Mercedes Benz Museum
The Museum’s sophisticated geometry synthesizes structural and programmatic organizations resulting in a new landmark building celebrating a legendary car. The geometric model employed is based on the trefoil organization. The building’s program is distributed over the surfaces which ascend incrementally from ground level, spiraling around a central atrium. The Museum experience begins with visitors traveling up through the atrium to the top floor from where they follow the two main paths that unfold chronologically as they descend through the building. The two main trajectories, one being the car and truck collection and the other consisting of historical displays called the Legend rooms, spiral downwards on the perimeter of the display platforms, intersecting with each other at several points allowing the visitor to change routes.
The Mercedes Benz Museum intricately combines structure and content. The Museum is dedicated to a legendary car; its unique structure has been specifically devised to showcase a collection in which technology, adventure, attractiveness and distinction are merged.
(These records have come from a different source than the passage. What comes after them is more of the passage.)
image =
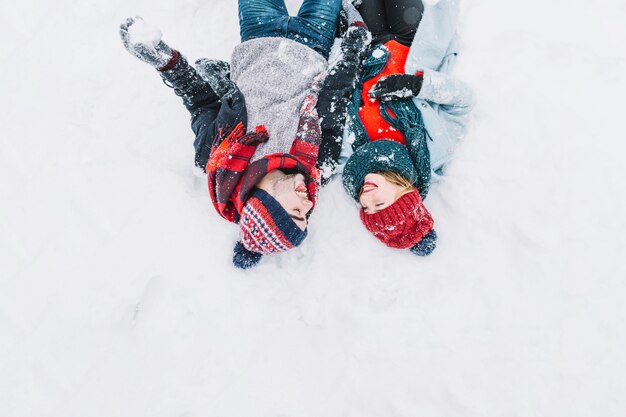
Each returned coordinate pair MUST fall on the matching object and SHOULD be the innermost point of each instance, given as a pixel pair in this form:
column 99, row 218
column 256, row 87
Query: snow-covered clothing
column 234, row 143
column 444, row 101
column 411, row 136
column 275, row 75
column 313, row 26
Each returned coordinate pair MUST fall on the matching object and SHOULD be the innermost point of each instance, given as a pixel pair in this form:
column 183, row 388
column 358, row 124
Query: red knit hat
column 401, row 225
column 266, row 227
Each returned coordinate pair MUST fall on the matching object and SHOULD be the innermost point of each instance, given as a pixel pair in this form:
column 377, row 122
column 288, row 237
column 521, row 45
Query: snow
column 141, row 32
column 117, row 296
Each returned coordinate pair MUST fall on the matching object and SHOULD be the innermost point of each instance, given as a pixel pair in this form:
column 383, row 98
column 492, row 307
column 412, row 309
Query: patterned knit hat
column 265, row 228
column 406, row 224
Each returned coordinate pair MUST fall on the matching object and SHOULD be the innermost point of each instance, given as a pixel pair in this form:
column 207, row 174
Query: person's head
column 382, row 189
column 291, row 192
column 392, row 210
column 274, row 218
column 381, row 176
It is also a Museum for people to freely move through, to dream, learn, look and let themselves be oriented by fascinations, light and space…
Lastly, it is a Museum for the city, a new landmark to celebrate the enduring passion of Stuttgart’s most famous inventor and manufacturer.
The structure of the MB Museum is based on a trefoil; both in its internal organization and in its outward expression this geometry responds to the car-driven context of the museum. Inside, walking down the ramps of the Museum, surrounded by cars of different ages and types, the visitor is reminded of driving down the highway. Outside, the smooth curves of the building echo the rounded vernacular of nearby industrial and event spaces, such as the soccer stadium, the Mercedes-Benz test course, and the gas and oil tanks along the river, as well as the recurrent loops of the road system on site.
The building also implicitly radiates the qualities that we see as the best of our times; good quality materials, durability, character, neatness. In its materialization the MB Museum reproduces the values that we associate with Mercedes Benz: technological advancement, intelligence, and stylishness. Once inside, the visitor should feel both stimulated and comfortable.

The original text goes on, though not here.